Re: Why is there poverty? - Two Interviews

From: PW
Date: Wed, Nov 12, 2008 at 12:54 PM
Subject: Re: Why is there poverty? - Two Interviews
To: The Amazing Long


Long,

You seem to have captured most of what I said. Either you had a recorder or you're an incredible note taker!
A few corrections, though, for the record:

1) A number of transient homeless individuals feel safer in smaller towns, rather than large cities. Williamsburg has a bus/train station where individuals get off, and it is a "microcosm" of what is happening nationally.

2) On the example of the homeless man in Connecticut, I let him stay on the couch at the halfway house/aftercare program that I ran (since we were full), not in my home. I was also the VP for the local homelessness coalition that started a shelter, etc.

3) Tioga Motel was here in Williamsburg, not Connecticut. It's been torn down as of this past year. Until recently, $39.99 + tax was about the cheapest price for one night's stay in a motel in this area.

4) I'm not sure how much of the "poverty' discourse was mine, but the root causes are complex and varied:
individual circumstances health issues: mental & physical; addiction; (old) age or disability; (lack of) education, training, or other skills; high cost of living; lack of jobs, health care, affordable housing; no family or community support, supply-demand economy, etc, etc.

Viable solutions are costly, labor intensive, and require a tremendous amount of collaboration & cooperation across the board.

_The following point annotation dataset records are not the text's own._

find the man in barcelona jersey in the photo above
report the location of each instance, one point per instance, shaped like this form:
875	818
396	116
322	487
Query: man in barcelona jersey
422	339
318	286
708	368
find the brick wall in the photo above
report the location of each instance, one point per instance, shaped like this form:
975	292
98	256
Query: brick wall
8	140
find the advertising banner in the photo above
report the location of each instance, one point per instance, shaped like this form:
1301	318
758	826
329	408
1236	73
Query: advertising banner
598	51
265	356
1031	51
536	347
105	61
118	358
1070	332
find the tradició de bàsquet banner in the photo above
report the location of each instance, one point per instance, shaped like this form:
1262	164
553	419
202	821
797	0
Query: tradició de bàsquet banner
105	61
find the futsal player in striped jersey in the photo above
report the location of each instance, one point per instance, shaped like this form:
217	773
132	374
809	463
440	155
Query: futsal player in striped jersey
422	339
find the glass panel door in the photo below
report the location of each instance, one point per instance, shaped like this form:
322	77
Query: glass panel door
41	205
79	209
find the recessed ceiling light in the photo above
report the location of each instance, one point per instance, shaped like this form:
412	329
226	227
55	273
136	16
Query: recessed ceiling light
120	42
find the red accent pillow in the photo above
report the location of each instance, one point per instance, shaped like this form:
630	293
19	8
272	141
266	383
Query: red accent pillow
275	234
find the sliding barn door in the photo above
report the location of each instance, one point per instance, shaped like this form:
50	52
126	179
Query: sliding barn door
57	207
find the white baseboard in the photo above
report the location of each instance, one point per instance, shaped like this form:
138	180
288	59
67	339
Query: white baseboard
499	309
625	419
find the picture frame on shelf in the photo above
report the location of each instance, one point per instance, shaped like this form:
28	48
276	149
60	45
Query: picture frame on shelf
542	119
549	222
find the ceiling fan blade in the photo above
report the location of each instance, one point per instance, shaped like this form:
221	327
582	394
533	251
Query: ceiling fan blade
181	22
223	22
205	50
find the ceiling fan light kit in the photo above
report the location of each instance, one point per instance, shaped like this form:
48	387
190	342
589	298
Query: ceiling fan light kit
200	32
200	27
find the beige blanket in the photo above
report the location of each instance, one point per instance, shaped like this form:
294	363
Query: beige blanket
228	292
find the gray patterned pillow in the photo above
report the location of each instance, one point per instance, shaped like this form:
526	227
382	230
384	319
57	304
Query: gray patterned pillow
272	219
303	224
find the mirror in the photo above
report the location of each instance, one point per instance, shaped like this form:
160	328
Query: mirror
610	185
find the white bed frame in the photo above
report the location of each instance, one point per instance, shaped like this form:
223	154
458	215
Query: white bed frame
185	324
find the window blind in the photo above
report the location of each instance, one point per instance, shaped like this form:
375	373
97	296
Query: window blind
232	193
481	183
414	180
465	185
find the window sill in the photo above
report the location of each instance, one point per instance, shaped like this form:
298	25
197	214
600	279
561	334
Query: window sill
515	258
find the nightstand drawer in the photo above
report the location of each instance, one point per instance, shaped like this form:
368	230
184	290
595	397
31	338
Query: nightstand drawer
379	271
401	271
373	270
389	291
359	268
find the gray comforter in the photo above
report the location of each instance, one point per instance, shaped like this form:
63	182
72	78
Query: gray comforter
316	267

They require public and prviate partnerships on local, state, and federal levels, as well as goernmental, business, education, organizational, and faith-based cooperation within geographic areas. In history the "poor" have always been there. Their numbers and degrees of poverty vary by all these factors in a given region, and, to a great degree, are driven by societal factors. It's when people, despite their hard work and efforts, cannot advance and improve their lives, that creates a permanent underclass in any society.

Hope some of these clarifications were helpful.